The song we’re talking about is “Ob-La-Di, Ob-La-Da” featured on The Beatles’ White Album.
Written in a cod Jamaican ska style, McCartney started working on it in 1968 while they were in India. The title was a phrase he heard from a Nigerian friend, Jimmy Scott whom he first met in the Bag O’Nails club in Soho, London. Scott’s also a conga player. McCartney later sent Scott a check for using one of his expressions – “Ob la di ob la da, life goes on, bra.”
McCartney described it as “a very me song, in as much as it’s a fantasy about a couple of people who don’t really exist, Desmond and Molly. I’m keen on names too. Desmond is a very Caribbean name.”
But while it has since become one of their best-known singles, Lennon wasn’t too fond of the song. In fact, he called it “Paul’s granny shit”.
Speaking about his contribution, Lennon said he “might have given him a couple of lyrics, but it’s his song, his lyric.”
And being an absolute perfectionist, McCartney tried different arrangements so they had to record the track over and over again which only added to the tense atmosphere dominating their White Album sessions. They spent around 42 hours on “Ob-La-Di, Ob-La-Da”.

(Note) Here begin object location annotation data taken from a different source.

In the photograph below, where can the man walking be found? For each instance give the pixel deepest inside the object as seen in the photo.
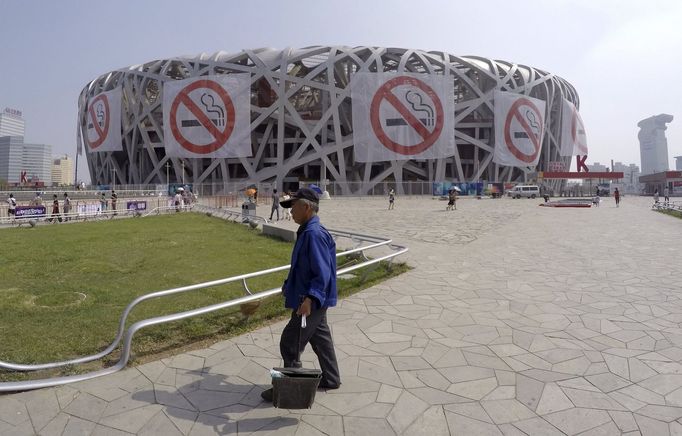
(310, 288)
(67, 207)
(275, 204)
(12, 206)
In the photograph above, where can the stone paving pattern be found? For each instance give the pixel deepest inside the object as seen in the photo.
(516, 320)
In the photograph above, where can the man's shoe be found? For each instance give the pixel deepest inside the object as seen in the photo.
(267, 395)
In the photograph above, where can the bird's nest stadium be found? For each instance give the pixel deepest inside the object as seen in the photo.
(301, 120)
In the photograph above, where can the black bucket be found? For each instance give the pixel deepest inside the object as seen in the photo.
(296, 389)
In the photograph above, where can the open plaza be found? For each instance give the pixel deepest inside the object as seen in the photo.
(515, 319)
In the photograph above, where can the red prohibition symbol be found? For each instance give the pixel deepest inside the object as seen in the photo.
(515, 112)
(101, 132)
(220, 137)
(385, 93)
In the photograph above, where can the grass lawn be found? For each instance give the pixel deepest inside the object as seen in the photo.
(65, 286)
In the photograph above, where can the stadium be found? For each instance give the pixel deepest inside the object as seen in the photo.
(299, 125)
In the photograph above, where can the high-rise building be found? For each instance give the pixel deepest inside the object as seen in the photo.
(16, 156)
(11, 123)
(597, 167)
(629, 184)
(653, 146)
(62, 171)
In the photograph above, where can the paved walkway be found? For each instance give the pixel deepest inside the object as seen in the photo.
(516, 320)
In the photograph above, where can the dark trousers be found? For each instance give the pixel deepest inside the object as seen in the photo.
(319, 335)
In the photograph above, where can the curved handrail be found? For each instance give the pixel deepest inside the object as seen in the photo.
(127, 342)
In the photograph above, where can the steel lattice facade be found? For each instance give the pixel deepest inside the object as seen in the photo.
(301, 124)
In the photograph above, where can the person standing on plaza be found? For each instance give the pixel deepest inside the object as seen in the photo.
(67, 207)
(452, 200)
(114, 198)
(37, 200)
(275, 204)
(55, 210)
(103, 203)
(286, 210)
(177, 200)
(309, 290)
(11, 206)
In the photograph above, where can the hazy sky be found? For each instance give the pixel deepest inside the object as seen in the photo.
(624, 57)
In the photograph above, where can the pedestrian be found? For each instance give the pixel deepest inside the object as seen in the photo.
(177, 200)
(287, 210)
(67, 207)
(114, 198)
(103, 203)
(37, 200)
(275, 204)
(309, 290)
(12, 206)
(452, 200)
(54, 217)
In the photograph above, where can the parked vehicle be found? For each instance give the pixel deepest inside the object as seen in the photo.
(527, 191)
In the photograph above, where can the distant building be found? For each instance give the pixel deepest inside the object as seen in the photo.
(17, 156)
(11, 123)
(597, 167)
(653, 146)
(629, 184)
(62, 171)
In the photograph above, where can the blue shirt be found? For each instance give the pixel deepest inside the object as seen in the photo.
(313, 267)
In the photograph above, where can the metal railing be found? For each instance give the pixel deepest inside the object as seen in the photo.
(358, 250)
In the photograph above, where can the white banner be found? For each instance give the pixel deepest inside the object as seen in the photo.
(208, 116)
(519, 129)
(400, 116)
(573, 138)
(103, 122)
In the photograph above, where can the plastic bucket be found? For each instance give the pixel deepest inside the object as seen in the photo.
(296, 389)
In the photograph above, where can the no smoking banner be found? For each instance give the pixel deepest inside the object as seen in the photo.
(573, 137)
(207, 117)
(402, 116)
(103, 122)
(519, 129)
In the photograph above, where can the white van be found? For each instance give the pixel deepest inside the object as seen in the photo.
(527, 191)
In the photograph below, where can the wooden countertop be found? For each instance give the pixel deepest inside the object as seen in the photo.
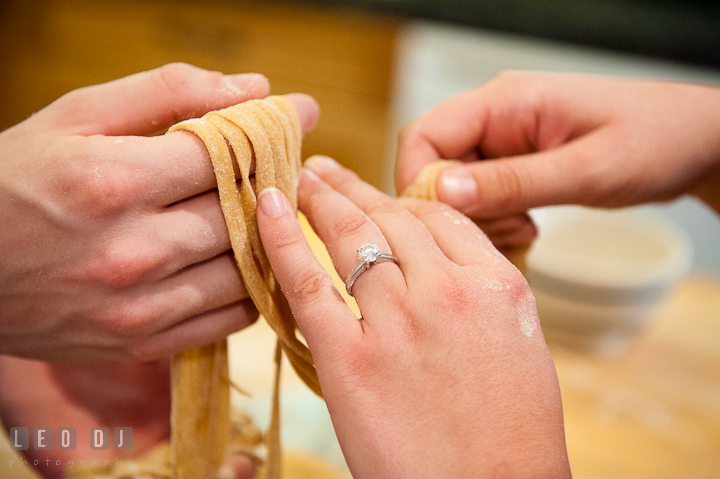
(653, 412)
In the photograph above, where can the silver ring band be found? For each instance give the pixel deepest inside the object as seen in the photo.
(369, 255)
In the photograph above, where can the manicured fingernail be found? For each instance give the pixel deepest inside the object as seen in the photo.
(307, 174)
(457, 188)
(321, 164)
(272, 202)
(240, 83)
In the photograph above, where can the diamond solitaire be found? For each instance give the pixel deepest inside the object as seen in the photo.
(369, 255)
(368, 252)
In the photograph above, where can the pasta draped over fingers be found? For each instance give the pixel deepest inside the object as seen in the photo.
(265, 133)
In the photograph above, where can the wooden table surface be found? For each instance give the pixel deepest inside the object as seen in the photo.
(652, 413)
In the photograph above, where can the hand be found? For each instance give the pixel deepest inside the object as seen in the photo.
(447, 373)
(113, 245)
(568, 139)
(111, 394)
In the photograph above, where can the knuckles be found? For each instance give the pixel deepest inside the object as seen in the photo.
(121, 265)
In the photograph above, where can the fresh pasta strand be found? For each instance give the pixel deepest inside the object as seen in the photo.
(266, 132)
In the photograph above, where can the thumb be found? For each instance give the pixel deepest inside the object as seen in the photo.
(150, 102)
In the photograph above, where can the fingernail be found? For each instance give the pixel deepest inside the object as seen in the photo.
(226, 472)
(242, 82)
(272, 202)
(321, 164)
(307, 174)
(458, 188)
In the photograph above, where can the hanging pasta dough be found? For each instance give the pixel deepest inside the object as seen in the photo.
(265, 133)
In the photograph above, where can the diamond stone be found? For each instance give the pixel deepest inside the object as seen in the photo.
(368, 252)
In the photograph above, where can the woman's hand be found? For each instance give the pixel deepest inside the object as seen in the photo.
(447, 373)
(109, 394)
(553, 139)
(113, 245)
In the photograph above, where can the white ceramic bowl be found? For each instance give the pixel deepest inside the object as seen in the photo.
(600, 275)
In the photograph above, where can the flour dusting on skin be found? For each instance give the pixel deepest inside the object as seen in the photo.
(527, 315)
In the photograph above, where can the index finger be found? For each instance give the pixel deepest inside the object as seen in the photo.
(496, 119)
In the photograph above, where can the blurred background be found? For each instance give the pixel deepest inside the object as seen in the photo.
(373, 65)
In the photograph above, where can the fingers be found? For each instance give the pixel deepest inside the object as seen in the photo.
(320, 312)
(490, 121)
(508, 231)
(489, 189)
(344, 228)
(150, 102)
(336, 227)
(457, 236)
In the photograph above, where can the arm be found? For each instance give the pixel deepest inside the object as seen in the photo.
(447, 373)
(113, 244)
(568, 139)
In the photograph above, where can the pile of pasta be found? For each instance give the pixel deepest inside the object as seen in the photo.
(264, 134)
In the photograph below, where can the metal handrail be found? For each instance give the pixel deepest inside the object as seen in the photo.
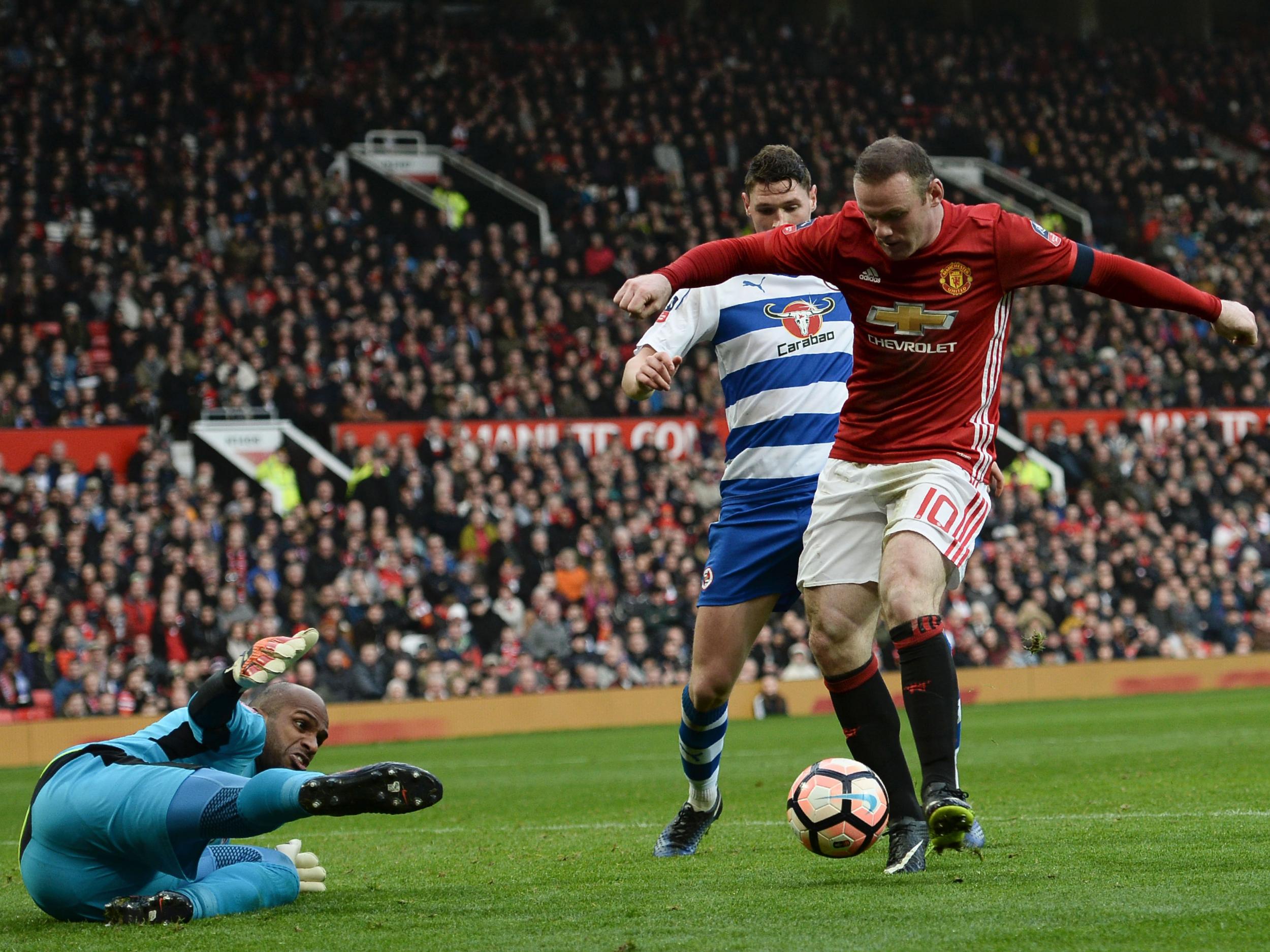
(409, 141)
(953, 164)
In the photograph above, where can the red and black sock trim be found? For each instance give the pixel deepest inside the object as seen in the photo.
(852, 679)
(930, 686)
(915, 633)
(870, 724)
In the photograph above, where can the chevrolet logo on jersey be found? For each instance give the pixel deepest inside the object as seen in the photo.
(911, 320)
(801, 318)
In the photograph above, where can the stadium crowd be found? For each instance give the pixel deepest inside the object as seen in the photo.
(172, 242)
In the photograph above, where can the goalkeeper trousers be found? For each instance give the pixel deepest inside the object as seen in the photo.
(96, 832)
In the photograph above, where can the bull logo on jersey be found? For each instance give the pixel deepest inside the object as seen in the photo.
(802, 319)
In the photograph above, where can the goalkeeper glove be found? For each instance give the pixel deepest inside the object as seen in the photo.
(268, 658)
(313, 876)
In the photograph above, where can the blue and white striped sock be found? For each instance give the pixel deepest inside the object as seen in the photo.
(700, 749)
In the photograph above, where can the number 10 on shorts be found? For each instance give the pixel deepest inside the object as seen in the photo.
(938, 509)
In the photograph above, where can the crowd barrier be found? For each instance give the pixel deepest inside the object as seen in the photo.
(35, 743)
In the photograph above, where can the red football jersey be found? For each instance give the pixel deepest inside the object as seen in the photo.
(931, 331)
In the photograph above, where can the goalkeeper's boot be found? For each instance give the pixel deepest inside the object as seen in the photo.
(974, 839)
(685, 832)
(949, 815)
(379, 789)
(910, 839)
(268, 658)
(149, 910)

Sound engineer Geoff Emerick recalled, “John went ballistic. Ranting and raving, he headed out the door, with Yoko trailing closely behind, and we thought that we’d seen the last of him that evening. But a few hours later he stormed back into the studio, clearly in a highly altered state of mind.”
Under the influence of drugs and getting weary of re-recording, Lennon went back into the studio.
According to engineer Richard Lush, “John Lennon came to the session really stoned, totally out of it on something or other, and he said, ‘All right, we’re gonna do ‘Ob-La-Di, Ob-La-Da’. He went straight to the piano and smashed the keys with an almighty amount of volume, twice the speed of how they’d done it before, and said, ‘This is it! Come on!’ He was really aggravated. That was the version they ended up using.”
Paul McCartney wanted to release it as a single but his three other bandmates vetoed it.